Como no podía ser de otra manera, la tradición incorporó también a los escritores. Por eso, durante este día, por toda Barcelona hay autores firmando sus libros. En centros comerciales, en librerías, en puestitos en la calle. Por todas partes. La ciudad se llena de rosas y de libros. Es un día de fiesta, todo el mundo sale, y se respira un aire de flores frescas, tinta y papel.
Desde hace más de diez años, viviendo en esta ciudad, camino sus calles el 23 de abril, viviendo en carne propia el ambiente literario, casi fabuloso, respirando sus miles y miles de páginas, trajinando sus pétalos abiertos, sus esquinas características, sus monumentos milenarios, y soñando en secreto con ser un día parte de la fiesta, con tener mi mesita, mi puestito, mis libros y mi público, con dibujar mi firma con tinta de sangre de Dragón en muchas primeras páginas.

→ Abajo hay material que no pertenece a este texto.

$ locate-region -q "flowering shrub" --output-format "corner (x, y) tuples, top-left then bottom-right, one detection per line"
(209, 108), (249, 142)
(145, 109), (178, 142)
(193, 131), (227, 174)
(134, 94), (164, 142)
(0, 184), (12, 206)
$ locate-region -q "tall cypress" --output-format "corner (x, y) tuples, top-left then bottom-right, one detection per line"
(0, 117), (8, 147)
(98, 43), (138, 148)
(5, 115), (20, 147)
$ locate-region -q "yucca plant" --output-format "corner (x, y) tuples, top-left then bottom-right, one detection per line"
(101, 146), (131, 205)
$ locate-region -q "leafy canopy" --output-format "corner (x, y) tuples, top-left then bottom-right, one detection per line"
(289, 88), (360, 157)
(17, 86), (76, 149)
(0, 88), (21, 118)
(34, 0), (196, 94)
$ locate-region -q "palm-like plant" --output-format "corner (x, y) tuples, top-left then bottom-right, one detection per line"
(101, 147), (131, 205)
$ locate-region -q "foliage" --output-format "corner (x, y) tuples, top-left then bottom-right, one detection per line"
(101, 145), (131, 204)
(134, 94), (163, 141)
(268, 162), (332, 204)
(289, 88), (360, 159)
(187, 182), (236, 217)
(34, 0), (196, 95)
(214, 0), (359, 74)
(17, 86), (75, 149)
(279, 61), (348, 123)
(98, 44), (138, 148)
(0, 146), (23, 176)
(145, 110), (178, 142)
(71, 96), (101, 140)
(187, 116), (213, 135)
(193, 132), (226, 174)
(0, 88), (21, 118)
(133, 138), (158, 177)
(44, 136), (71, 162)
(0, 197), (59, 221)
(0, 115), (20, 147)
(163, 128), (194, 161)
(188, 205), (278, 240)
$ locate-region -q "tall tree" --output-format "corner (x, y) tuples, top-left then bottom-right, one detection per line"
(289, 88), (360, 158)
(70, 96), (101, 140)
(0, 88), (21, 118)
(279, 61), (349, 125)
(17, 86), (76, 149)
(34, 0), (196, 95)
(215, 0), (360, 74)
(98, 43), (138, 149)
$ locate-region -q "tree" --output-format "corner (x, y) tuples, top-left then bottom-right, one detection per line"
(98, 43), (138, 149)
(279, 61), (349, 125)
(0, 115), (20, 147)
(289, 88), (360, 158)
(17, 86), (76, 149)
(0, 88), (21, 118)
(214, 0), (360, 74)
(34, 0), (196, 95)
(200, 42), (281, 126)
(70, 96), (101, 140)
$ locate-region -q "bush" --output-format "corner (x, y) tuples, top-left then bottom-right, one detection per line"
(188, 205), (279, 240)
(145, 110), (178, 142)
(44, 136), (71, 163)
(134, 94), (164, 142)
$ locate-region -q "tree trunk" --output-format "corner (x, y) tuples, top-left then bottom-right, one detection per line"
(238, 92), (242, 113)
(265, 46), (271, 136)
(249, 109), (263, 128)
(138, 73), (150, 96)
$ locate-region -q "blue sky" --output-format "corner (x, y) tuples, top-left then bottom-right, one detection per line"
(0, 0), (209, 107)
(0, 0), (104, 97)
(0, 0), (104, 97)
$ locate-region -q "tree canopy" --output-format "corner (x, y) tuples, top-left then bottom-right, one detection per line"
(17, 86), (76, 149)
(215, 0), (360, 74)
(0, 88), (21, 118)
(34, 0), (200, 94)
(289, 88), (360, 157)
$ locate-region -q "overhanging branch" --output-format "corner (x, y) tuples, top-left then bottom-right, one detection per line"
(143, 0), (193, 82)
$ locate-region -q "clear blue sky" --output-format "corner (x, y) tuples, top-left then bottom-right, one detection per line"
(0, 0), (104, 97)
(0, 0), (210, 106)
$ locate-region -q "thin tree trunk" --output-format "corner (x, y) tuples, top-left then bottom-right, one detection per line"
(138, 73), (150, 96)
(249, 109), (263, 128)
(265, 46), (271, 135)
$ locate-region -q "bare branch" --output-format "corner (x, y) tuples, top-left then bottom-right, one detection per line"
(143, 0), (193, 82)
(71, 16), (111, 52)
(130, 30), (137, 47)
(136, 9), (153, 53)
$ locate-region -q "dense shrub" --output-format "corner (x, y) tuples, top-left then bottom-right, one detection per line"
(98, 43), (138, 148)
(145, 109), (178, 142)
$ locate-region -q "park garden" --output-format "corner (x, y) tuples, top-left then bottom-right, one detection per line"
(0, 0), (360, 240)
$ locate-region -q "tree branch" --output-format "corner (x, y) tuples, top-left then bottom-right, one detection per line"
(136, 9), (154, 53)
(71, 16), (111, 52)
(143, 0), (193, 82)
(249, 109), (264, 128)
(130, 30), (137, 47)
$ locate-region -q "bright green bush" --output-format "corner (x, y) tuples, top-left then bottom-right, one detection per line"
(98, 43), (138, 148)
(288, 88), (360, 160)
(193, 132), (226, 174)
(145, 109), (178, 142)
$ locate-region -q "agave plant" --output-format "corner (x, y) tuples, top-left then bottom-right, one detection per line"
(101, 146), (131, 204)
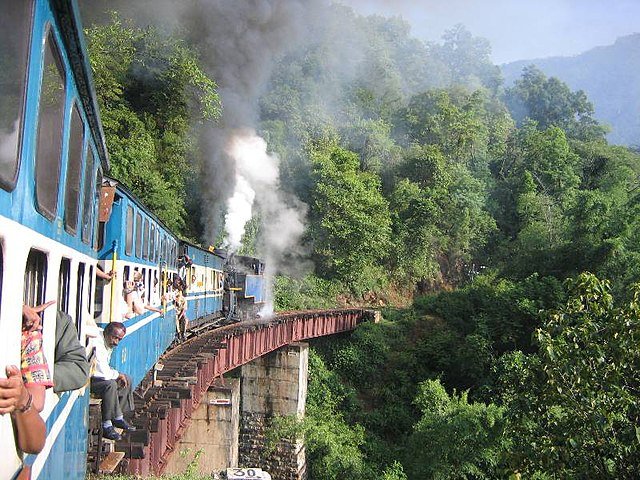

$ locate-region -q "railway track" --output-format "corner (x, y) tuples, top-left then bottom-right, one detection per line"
(87, 309), (375, 476)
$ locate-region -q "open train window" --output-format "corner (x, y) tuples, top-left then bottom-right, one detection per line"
(0, 1), (33, 191)
(36, 29), (66, 220)
(93, 266), (104, 318)
(124, 206), (133, 255)
(76, 263), (85, 338)
(0, 242), (4, 316)
(142, 218), (149, 259)
(91, 166), (102, 251)
(149, 225), (156, 262)
(87, 265), (94, 313)
(82, 146), (95, 245)
(64, 104), (84, 235)
(57, 258), (71, 313)
(136, 212), (142, 258)
(22, 249), (47, 307)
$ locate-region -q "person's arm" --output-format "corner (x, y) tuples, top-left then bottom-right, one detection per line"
(0, 365), (47, 453)
(96, 267), (116, 282)
(144, 303), (162, 313)
(53, 310), (90, 393)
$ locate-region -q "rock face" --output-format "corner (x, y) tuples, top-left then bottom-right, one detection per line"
(238, 343), (309, 480)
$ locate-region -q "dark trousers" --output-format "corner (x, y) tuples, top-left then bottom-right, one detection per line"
(91, 376), (134, 422)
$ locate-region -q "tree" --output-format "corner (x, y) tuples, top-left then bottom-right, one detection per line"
(309, 135), (391, 293)
(405, 380), (504, 480)
(505, 65), (606, 140)
(87, 14), (220, 237)
(501, 273), (640, 478)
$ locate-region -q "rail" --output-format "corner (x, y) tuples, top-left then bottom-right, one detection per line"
(116, 309), (375, 476)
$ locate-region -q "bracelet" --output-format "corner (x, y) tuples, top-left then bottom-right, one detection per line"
(16, 391), (33, 413)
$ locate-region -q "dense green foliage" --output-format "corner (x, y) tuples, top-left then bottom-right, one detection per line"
(87, 15), (220, 237)
(89, 5), (640, 480)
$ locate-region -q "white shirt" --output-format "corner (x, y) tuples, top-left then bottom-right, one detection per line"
(91, 331), (120, 380)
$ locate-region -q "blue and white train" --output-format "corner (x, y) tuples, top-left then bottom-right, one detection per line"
(0, 0), (264, 479)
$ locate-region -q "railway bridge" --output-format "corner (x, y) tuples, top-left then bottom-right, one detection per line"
(97, 309), (375, 479)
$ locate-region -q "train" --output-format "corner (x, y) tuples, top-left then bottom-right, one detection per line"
(0, 0), (266, 479)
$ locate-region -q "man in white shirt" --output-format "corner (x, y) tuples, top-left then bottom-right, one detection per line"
(91, 322), (135, 440)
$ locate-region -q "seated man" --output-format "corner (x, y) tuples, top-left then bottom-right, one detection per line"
(91, 322), (135, 440)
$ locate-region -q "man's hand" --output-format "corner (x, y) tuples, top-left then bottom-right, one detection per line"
(22, 300), (56, 329)
(116, 373), (127, 388)
(0, 365), (29, 415)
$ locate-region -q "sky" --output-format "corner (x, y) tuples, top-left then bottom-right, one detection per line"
(336, 0), (640, 64)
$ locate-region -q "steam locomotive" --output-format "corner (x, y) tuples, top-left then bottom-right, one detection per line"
(0, 0), (265, 479)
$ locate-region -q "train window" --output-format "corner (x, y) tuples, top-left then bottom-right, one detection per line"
(87, 265), (93, 313)
(0, 2), (33, 191)
(0, 242), (4, 312)
(149, 225), (156, 262)
(92, 167), (102, 250)
(136, 212), (142, 258)
(93, 266), (104, 318)
(22, 249), (47, 307)
(146, 269), (153, 303)
(124, 206), (133, 255)
(82, 146), (98, 244)
(57, 258), (71, 313)
(36, 30), (65, 220)
(142, 218), (149, 259)
(64, 104), (84, 234)
(96, 222), (107, 250)
(76, 263), (85, 338)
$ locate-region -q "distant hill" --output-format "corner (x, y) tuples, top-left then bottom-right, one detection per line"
(500, 33), (640, 146)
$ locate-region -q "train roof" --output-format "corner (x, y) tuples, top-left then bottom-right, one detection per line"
(178, 237), (227, 259)
(102, 175), (180, 240)
(50, 0), (109, 171)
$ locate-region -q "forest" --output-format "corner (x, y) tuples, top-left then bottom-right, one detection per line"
(86, 5), (640, 480)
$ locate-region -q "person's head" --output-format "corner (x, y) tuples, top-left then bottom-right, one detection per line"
(104, 322), (127, 348)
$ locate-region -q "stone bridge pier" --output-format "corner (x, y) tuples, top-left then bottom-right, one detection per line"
(165, 343), (309, 480)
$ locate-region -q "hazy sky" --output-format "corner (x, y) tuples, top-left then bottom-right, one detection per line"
(336, 0), (640, 64)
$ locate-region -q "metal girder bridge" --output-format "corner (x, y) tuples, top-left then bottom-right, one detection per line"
(116, 309), (375, 476)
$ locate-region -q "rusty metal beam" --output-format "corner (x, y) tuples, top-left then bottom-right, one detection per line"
(128, 309), (374, 476)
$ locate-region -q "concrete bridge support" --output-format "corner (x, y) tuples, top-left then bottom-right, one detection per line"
(165, 378), (240, 475)
(238, 343), (309, 480)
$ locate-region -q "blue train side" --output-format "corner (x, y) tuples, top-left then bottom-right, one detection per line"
(95, 179), (178, 384)
(0, 0), (109, 478)
(0, 0), (265, 480)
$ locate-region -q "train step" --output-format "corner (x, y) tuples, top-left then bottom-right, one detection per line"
(98, 452), (124, 474)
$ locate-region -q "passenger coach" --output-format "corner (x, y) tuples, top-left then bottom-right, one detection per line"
(0, 0), (108, 478)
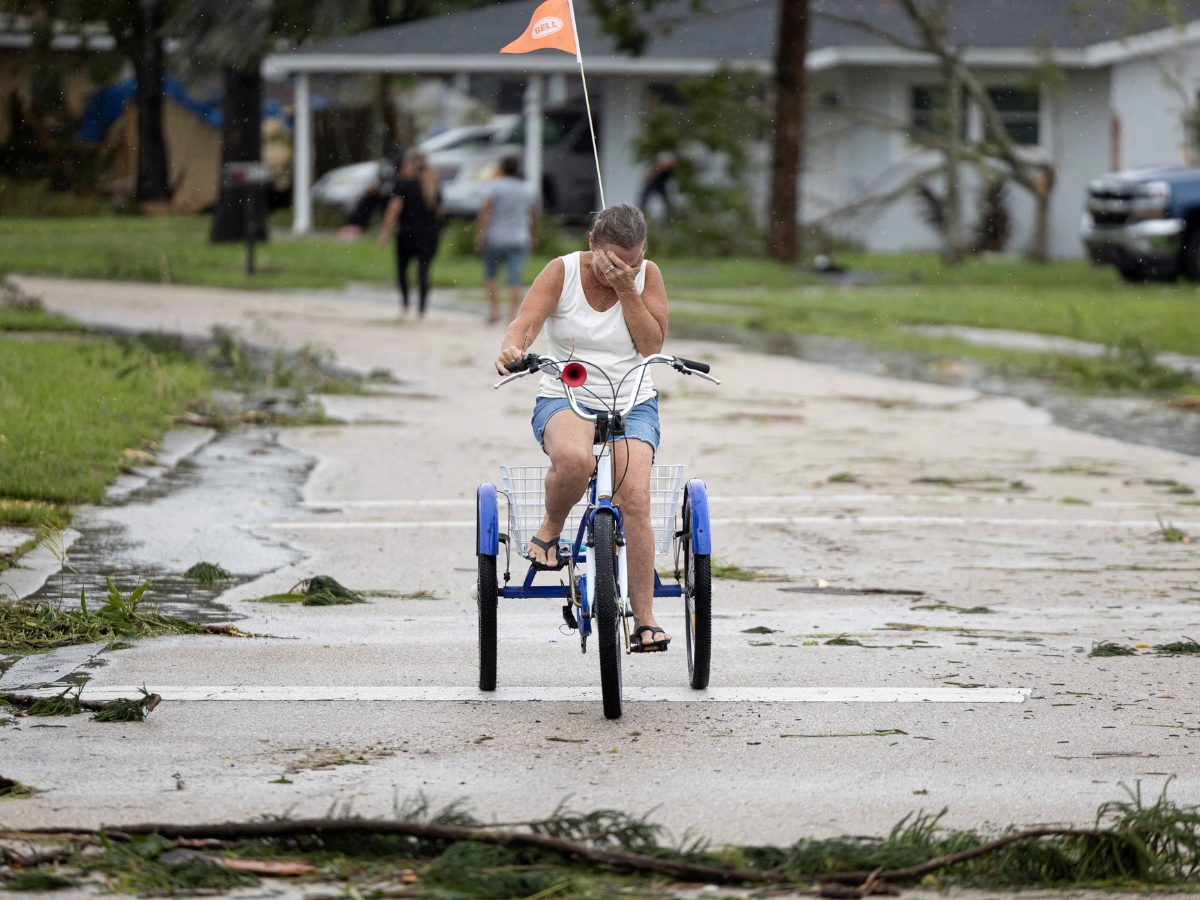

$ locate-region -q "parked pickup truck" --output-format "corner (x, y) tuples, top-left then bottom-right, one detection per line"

Por primera vez, este año, mi épica personal encontrará campo de batalla. Es cierto que mis libros son autopublicados, sí. Es cierto que los firmaré en una mesa hecha de dos caballetes y una tabla, en el quiosco librería de mi pueblo, sí. Pero no es menos cierto que el esfuerzo y el amor que se necesitan para escribir un libro son los mismos si se trata de un best-seller que si se trata de un autor independiente. No es menos cierto que muchos de los grandes empezaron así.
Por eso esta noche pienso recuperar una de las bellas tradiciones de los Caballeros: la de velar las armas. Pienso afilar mi pluma, inventariar mis libros, disponerlos en un orden ficticio, ofrecerlos a mi dios insomne, que en vísperas de cualquier evento importante de mi vida, aparece para cobrarse el tributo de mi sueño, y representar mañana con gallardía y orgullo mi papel de escritor. No importa si firmo un libro o si firmo cien. No importa si llueve y truena y paso el día contemplando la tormenta bajo un alero con goteras, secando de las portadas de mis libros las gotas ocasionales.
Lo que importa es la épica. Lo que verdaderamente importa es marcar con un puntito rojo mi calendario de batallas ganadas, ofrecer a mis vecinos y amigos la ofrenda sin rosa de mi sangre, y poder recordar para siempre cómo empezó todo – termine como termine -, mi primera novela, mi primer Sant Jordi y mi guerra personal: ser un escritor.
Silencio, por favor. Estoy velando mis armas.